そうですね、意気込み、と少し違うかもしれませんが。これまでにも藤原歌劇団の本公演に出演をさせていただいておりますが、私は脇から主役の皆さんを支える立場でした。そして、主役の方々の大変さを間近で見ていたので、少し緊張しています。けれど、逆にこうして役をいただかなければそういった苦労も経験できないので、帯をキュッと締めるような、襟をグッと正すような、そんな神妙な気持ちになっています。
ーこのアンジェリーナという役、これまでもアリアはコンサートなどで歌われてきましたか?
はい、アリアはレパートリーとしてコンサートやコンクールで歌っていたのですが、役としては初めてです。『ラ・チェネレントラ』というオペラ自体は、2005年の藤原歌劇団本公演で「ティーズベ」という姉の役で一本通して経験しています。
ーコンサートでアリアを一曲歌うのと、オペラで全幕通して役として歌うのとでは、やはり心構えは変わりますか?
心構えも、使う体力も全く変わってきます。特に、アンジェリーナの見せ場のアリアは物語のいちばん最後ですし。伴奏がピアノではなくオーケストラなのも、合唱が入ることも、ひとりで歌うときとはかなり状況が違います。

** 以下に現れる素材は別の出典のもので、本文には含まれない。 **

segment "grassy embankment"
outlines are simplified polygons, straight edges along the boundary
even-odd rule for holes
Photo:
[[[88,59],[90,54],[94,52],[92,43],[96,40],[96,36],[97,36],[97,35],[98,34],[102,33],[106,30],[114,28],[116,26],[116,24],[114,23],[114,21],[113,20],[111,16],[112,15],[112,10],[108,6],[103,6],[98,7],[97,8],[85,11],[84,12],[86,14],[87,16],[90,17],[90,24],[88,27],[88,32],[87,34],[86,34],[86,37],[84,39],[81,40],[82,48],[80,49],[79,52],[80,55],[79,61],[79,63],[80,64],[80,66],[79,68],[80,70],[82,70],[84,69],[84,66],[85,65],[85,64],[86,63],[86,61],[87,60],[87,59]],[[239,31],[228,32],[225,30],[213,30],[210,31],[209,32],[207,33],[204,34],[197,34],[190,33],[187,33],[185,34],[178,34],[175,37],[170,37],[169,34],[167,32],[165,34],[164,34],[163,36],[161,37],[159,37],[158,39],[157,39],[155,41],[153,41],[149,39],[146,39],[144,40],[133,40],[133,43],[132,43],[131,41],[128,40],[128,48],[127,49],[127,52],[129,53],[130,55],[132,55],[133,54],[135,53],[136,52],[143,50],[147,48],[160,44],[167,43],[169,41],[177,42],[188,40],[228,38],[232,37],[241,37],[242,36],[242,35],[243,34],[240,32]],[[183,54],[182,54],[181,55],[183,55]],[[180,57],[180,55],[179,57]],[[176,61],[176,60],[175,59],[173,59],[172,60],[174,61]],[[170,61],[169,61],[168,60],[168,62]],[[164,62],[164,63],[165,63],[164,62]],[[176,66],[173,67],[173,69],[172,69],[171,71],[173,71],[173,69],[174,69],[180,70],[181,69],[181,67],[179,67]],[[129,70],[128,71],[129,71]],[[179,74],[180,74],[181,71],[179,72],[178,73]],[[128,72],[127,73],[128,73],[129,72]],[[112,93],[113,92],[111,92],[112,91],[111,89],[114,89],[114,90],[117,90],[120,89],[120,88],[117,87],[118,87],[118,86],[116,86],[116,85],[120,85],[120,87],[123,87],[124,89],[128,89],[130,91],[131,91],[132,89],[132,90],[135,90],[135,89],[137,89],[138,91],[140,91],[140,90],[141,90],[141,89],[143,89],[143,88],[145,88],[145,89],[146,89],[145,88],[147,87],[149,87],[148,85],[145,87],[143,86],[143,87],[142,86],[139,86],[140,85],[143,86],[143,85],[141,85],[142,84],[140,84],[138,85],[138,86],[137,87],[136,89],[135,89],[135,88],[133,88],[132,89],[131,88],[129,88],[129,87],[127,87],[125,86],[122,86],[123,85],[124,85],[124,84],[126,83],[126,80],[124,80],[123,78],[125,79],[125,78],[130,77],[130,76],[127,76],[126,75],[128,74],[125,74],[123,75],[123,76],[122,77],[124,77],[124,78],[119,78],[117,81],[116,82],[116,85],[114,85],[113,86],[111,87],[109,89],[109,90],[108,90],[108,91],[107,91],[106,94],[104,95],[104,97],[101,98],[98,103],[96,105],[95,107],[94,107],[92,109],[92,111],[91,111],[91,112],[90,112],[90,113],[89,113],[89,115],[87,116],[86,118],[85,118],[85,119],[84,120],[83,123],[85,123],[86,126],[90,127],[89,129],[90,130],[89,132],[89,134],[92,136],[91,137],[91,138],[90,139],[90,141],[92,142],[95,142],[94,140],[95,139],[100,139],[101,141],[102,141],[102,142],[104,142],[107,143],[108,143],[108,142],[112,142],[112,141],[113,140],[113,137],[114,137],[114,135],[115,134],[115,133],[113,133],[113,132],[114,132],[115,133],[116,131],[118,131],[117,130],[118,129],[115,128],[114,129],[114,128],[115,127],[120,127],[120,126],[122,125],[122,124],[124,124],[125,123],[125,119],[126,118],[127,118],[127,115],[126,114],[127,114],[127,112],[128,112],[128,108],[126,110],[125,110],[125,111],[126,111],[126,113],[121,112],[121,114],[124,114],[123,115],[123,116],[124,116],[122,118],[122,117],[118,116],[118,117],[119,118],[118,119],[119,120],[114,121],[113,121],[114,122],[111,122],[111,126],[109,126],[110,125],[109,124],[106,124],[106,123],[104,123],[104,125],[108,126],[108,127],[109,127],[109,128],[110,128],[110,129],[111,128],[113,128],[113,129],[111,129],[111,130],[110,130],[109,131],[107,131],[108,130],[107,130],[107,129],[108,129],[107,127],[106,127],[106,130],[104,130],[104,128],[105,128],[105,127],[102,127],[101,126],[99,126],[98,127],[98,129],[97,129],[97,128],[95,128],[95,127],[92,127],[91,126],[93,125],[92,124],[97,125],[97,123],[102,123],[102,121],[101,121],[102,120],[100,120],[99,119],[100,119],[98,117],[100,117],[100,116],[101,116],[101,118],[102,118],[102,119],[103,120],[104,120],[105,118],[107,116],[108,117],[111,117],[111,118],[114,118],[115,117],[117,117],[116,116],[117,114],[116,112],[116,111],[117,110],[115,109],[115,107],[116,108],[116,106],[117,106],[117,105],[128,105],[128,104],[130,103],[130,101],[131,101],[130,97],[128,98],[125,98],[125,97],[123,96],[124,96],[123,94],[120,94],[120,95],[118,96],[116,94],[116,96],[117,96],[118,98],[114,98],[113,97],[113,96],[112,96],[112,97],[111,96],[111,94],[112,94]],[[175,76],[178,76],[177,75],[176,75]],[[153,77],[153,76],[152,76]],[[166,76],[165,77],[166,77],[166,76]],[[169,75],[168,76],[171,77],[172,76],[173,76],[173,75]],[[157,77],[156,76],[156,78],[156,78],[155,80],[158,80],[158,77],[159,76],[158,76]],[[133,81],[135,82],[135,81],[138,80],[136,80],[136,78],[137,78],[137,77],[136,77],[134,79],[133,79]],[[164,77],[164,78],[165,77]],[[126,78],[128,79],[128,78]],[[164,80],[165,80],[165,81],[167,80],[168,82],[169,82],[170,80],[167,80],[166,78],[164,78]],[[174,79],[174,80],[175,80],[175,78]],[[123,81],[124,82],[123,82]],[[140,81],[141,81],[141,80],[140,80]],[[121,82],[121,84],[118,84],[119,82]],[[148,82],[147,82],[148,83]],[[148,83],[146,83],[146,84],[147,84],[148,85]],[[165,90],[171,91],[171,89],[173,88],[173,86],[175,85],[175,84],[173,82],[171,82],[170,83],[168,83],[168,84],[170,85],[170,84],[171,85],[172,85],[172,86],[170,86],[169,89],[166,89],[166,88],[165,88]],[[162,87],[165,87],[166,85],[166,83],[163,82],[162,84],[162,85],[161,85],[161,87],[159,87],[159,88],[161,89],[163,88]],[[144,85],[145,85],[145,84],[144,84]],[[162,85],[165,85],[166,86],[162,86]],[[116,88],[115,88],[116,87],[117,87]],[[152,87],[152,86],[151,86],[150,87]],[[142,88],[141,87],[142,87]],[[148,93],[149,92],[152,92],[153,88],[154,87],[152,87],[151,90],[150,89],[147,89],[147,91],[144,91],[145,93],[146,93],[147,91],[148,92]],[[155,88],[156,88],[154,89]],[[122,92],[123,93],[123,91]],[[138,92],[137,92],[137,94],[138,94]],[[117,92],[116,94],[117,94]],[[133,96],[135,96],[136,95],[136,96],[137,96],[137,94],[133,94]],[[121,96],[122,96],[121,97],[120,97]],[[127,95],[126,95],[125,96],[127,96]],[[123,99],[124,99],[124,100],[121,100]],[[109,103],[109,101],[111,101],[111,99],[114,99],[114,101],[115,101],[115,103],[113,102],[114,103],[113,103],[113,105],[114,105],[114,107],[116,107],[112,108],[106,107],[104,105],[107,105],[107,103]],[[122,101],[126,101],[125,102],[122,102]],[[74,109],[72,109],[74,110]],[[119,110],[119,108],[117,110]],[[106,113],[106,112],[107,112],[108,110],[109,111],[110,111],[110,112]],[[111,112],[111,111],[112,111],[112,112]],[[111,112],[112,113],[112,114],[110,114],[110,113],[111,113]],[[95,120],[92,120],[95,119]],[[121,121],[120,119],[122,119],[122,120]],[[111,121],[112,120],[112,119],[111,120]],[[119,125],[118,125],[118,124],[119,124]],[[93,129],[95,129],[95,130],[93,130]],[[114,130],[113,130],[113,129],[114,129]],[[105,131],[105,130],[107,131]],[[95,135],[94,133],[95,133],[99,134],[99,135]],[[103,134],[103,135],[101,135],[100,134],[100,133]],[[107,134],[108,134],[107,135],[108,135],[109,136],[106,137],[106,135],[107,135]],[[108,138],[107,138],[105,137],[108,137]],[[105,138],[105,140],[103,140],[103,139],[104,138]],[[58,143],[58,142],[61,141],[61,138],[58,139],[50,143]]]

ー確かにそうですね!ひとりで歌うのとは違い、オーケストラや合唱、他の役との連携も必要になってくるなかで、このアンジェリーナという人物をどんな風につくりあげていくかの構想はお持ちですか?(お話を聞いたときは稽古前でした)
基本的には演出家が思い描いているアンジェリーナ像に添おうと思っているので、自分のなかにもある程度構想はありつつ、どのようにも対応できる柔軟性を持っていたいと考えています。ただ、歌っていると、かなり“意志”を感じる部分があります。いわゆる「シンデレラ」というと、気が弱くて、家族の言いなりになっていて、儚いイメージですけど、アンジェリーナの歌詞を見ているときちんと自分の意見を主張しようとしている気がするのです。
ー意志を感じる、ですか。
そうですね。「私と結婚する人は、こんな美徳を持っていなければいけません」とか、腕輪を渡すときもちゃんと王子を止めたりして。結構ハッキリ言うな、という印象で、お姫様というイメージだけではないですよね。
ーそうなのですね。作品全体としても、お客様が一般的にイメージしているような『シンデレラ』とは少し違いますよね。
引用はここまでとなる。